白石さんたちの訳 農村漁村文化協会p.73 1953年6月から8月に、中央財経会議は、薄一波が税制に関して提起した「公私一律平等」の誤りを批判した。会議では、高崗が「桑を指して槐をののしる」方法で薄一波が合作化に反対していることを批判したが、実際にはこれは劉少奇を批判したのである。

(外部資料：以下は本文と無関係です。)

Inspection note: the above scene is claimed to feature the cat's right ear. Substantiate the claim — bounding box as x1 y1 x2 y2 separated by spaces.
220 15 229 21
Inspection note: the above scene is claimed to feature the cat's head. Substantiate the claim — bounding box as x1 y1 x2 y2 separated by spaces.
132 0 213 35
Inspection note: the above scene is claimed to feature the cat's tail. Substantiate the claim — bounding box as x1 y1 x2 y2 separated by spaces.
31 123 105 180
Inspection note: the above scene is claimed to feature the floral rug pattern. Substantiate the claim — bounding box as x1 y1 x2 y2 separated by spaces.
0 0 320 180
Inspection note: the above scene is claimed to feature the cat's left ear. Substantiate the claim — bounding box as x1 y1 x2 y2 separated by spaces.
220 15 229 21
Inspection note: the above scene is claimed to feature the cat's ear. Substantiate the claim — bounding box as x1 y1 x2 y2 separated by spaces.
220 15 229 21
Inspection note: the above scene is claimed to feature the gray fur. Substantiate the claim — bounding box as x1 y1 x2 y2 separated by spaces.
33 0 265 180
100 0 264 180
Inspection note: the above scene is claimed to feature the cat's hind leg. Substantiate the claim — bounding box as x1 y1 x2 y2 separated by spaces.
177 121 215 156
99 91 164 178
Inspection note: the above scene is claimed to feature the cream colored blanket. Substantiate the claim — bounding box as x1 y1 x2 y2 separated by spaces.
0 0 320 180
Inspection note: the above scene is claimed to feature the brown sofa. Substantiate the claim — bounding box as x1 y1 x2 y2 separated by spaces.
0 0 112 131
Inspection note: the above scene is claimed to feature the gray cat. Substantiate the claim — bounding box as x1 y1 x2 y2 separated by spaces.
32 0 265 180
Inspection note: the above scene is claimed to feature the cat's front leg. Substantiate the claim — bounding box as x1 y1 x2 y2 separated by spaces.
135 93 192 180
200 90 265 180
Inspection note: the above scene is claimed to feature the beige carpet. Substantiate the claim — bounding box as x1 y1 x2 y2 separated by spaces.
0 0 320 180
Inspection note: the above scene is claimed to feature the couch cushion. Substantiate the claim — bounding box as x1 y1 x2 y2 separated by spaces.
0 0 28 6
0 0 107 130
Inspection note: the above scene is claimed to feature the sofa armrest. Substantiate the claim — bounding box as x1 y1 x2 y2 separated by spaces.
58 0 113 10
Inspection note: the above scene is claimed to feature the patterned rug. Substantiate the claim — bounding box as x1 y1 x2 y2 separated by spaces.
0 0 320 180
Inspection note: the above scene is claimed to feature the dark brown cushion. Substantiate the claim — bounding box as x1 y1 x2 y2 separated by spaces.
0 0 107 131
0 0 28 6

(1953年4月の第一回全国農村工作会議での鄧子恢発言に対する毛沢東の批判は重要である。これはそもそも鄧子恢の農村工作部長としてのデビュー時の発言。そこで毛沢東とぶつかったということは、就任当初から毛沢東との考え方の違いがでていたことになる。それは毛沢東が総路線に向けて方針を転換したまさにそのときに農村工作部が発足。農村の扱いをめぐり、毛沢東と鄧子恢は激しくぶつかることになる)

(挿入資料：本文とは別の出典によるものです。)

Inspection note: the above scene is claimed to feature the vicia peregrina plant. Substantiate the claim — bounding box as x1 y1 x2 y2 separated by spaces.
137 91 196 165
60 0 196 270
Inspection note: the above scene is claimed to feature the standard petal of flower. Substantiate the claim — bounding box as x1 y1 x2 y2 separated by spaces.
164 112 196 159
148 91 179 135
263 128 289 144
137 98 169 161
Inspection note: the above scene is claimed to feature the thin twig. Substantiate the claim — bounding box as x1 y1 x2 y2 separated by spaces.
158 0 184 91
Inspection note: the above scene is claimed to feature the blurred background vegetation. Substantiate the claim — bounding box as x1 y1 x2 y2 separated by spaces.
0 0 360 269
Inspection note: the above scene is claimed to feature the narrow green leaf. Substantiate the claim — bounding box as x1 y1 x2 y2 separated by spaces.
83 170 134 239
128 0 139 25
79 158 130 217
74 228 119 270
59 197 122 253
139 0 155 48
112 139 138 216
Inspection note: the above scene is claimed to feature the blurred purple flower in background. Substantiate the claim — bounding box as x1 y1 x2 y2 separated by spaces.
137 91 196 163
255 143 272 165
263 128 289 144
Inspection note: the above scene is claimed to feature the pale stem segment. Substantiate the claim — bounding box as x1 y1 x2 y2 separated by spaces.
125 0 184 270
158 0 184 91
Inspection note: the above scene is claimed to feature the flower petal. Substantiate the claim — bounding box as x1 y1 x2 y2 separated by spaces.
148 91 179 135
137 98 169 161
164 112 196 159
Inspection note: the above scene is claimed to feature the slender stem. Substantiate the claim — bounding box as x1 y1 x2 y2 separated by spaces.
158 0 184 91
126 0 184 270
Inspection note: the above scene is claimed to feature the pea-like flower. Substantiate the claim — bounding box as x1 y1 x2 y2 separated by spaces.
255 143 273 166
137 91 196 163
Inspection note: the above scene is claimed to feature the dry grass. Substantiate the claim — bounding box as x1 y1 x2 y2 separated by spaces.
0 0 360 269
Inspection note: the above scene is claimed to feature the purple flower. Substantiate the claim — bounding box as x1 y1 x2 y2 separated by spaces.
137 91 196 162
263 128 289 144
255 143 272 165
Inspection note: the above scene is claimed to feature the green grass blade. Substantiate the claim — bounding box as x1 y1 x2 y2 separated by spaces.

白石さんたちの訳 農村漁村文化協会p.75 会議の前に、鄧子恢は、主席に報告し、指示を仰ぎ、「四大自由」をやり、私有制を「確保」しなければならないことを提起した。主席は、彼の提案を批判して、「何が四大自由だ!四小自由もあってはならないのだ。富裕中農が出る杭(冒尖)になるのを恐れてこそ、私は喜べるのだ。農民の私有制については、法律で保護することはやってよいが、確保は駄目だ」と言った。